参道によって「実に多様な姿」がある
永太郎さんは、高校生のころから「参道」に興味を持っていたという。
「私は神社をまわるのが趣味で、よく地図を見ながら小さい神社を探し歩いていました。そこで気づいたのは、『神社は周辺の景観に強い影響を与えている』ということです」
参道は神社そのものではないが、その道沿いには鳥居や灯籠など、「神社らしさ」を感じさせるものが多くある。大きな神社なら、飲食店や土産物屋が門前町をなしていることも少なくない。
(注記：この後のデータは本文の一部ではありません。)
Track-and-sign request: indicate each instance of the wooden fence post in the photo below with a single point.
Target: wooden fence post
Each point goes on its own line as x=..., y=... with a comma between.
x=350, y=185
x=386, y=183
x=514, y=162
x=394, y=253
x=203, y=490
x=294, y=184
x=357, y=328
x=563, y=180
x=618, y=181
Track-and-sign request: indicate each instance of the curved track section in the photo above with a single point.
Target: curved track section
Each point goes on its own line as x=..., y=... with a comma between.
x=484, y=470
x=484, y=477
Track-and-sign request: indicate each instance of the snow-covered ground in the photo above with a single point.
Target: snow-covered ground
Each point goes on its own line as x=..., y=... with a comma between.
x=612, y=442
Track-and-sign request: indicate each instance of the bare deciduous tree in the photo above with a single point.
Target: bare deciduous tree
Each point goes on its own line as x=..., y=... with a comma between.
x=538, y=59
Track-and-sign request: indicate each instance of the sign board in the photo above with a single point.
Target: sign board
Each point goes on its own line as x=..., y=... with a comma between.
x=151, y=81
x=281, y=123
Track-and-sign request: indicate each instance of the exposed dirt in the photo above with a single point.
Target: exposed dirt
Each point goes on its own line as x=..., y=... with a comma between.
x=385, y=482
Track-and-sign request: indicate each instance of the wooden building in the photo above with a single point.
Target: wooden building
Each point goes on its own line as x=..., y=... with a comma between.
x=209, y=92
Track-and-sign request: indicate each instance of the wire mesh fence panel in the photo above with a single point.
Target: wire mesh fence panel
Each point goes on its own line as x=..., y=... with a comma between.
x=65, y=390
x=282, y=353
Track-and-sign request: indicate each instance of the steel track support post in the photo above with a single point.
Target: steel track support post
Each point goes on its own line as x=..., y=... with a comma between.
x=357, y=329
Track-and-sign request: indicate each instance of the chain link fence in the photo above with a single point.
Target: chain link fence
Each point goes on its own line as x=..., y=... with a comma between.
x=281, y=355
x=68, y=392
「さらに、景観には現れていなくても、地図で見ると、神社からまっすぐ伸びる道がずっと続いていたりと、参道を感じさせる道は多くあります」
2キロに及ぶまっすぐな参道が続く、埼玉・氷川神社。鳥居の前を京阪電車が通り、参道が分断された滋賀・関蝉丸神社。京都・西本願寺のように仏具店が建ち並ぶ参道もあれば、占い屋が集まる大阪・石切劔箭神社、あるいはラブホテルに囲まれた大阪・生國魂神社のような「聖と俗が混じりあう」参道もある。
店でにぎわう参道から、厳かな参道まで。まっすぐな参道から、くねくねと曲がった参道まで。「参道によって実に多様な姿がある」(永太郎さん)。